これは前々から話していることですが(※知らない人もいるので……)世界に向けて一歩目を踏み出す時の注意点は「お金持ちがお金の力を使えない競技を選ぶこと」で、その一つが『絵本』かなぁと思っています。
ちなみに、世界で一番売れた絵本は『はらぺこあおむし』で、これもとんでもないモンスター絵本ではありますが、制作費は「作者のエリックカールさんの制作期間中の生活費+絵の具代」ぐらい。
ディズニーも絵本をたくさん出していますが、エリックカールさんに敵いません。
要するに、「いきなり合戦に臨むではなく、まずは一騎打ちに持ち込んで、勝って名前を上げて、ポジションを獲得して、少し力をつけてから合戦に臨んだ方が(まだ)勝率は上がるんじゃね?」という話です。
国内戦で西野がやったようなことです。
「いきなり『ポケモン』に挑んでも勝てないけど、一騎打ちたる『絵本』でポジションを獲得して、体力をつけてから挑んだら、やり方によってはワンチャンあるかも作戦」です。
「巨人が力を出せない『絵本』から崩していく」というやり方は、世界相手でも一つありそうです。
次に「ジャパニーズアニメーション」も可能性があるなぁと思っています。
CGアニメに見慣れた(溢れかえった)今、逆に「手描きタッチ」が恋しくなってきていて、同じ棚に並んでも「CGアニメの方がイイ!」とはなりにくい。

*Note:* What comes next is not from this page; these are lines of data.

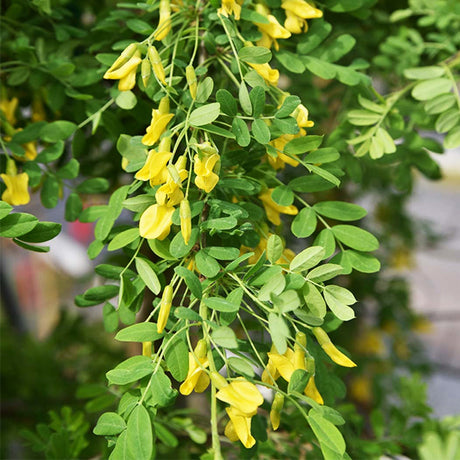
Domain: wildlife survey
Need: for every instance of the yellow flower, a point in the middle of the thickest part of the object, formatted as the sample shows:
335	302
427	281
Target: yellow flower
270	31
297	11
156	222
160	119
185	220
16	192
239	427
242	395
196	379
337	356
271	76
125	67
8	107
164	25
155	166
206	179
157	65
273	209
231	7
165	308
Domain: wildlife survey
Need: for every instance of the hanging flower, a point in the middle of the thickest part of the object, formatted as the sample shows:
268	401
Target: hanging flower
197	379
156	222
297	12
125	67
270	31
16	192
273	210
164	24
160	119
271	76
206	179
230	7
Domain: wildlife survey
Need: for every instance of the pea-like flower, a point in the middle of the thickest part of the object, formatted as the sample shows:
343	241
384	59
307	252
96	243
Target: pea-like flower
297	12
273	210
206	179
229	7
270	31
160	119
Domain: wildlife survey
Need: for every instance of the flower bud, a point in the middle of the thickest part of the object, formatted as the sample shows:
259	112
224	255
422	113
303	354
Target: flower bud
191	80
165	307
185	220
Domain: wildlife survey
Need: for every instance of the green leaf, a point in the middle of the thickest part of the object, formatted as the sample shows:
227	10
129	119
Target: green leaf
141	332
355	237
255	54
221	304
73	207
364	263
147	273
123	239
227	102
314	300
304	224
241	131
452	140
283	195
17	224
57	130
279	332
260	132
245	100
176	357
241	366
43	231
424	73
191	280
429	89
303	144
130	370
274	248
205	114
307	259
299	380
139	434
340	210
51	153
126	100
49	193
290	103
324	272
225	337
327	434
109	424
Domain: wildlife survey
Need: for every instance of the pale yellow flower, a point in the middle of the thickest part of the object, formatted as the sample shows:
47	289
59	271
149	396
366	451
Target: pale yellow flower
206	179
16	192
273	210
156	222
270	31
297	12
230	7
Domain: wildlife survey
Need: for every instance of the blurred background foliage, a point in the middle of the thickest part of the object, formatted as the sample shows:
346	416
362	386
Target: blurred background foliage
48	48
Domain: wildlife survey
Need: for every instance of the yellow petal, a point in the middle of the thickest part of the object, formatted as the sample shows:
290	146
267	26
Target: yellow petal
155	222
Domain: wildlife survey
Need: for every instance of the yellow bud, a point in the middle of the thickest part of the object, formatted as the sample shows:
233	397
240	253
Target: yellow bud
191	80
185	220
157	65
147	349
146	71
165	307
218	380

アニメーションの世界にも間違いなくお金(制作費)の力は存在するのですが、「お金の力で、そこまで大きな差を生めていない」という印象です。
ここは、制作費にウン百億円をブチ込むことができない僕らがつけ入る(数少ない)隙かもしれません。
そして……
近々、打ち合わせが入っているのですが、(その打ち合わせ次第では)もしかすると次に僕らは『ストップモーションアニメ』に着手するかもしれません。
最近、舞台(ミュージカル)を作っているので、スタッフとよくこんな話になります↓
たとえば『人形浄瑠璃』。
まるで人形が生きているように動きますが、因数分解すると「人が動かしている」というところに価値があります。
操作する人(人が動かしている)を消して、「まるで生きているように動く人形」を独立させてしまうと、『人形浄瑠璃』の面白さは消えてしまいます。
舞台(ミュージカル)もそう。
マッピング(映像表現)を使えば、どんな世界でも再現できてしまうのですが、「それならば映画でいい」となってしまいます。
映画の国内戦もそうでしたが、こういった感じで、「巨人のアキレス腱を的確に狙って、切り崩していく」というのが、とってもとっても大事です。
これはエンタメに限った話ではなく、おそらく皆様のサービスにも通じる話だと思うので、「そもそも僕らの体力って、どれぐらいあるんだっけ?」「え? じゃあ、こんな感じで真っ向勝負してちゃダメじゃん」という話し合いをチームの皆でされることをオススメします。
「苦労して、満足のいくものを作った後に、巨人に2日でコピーされる」という悲惨な事故をよく見かけます。
「そこで戦うな」という話です。
最近、「彼ら(巨人)が力を出せないように戦わなきゃダメだよ」とよく言ってます。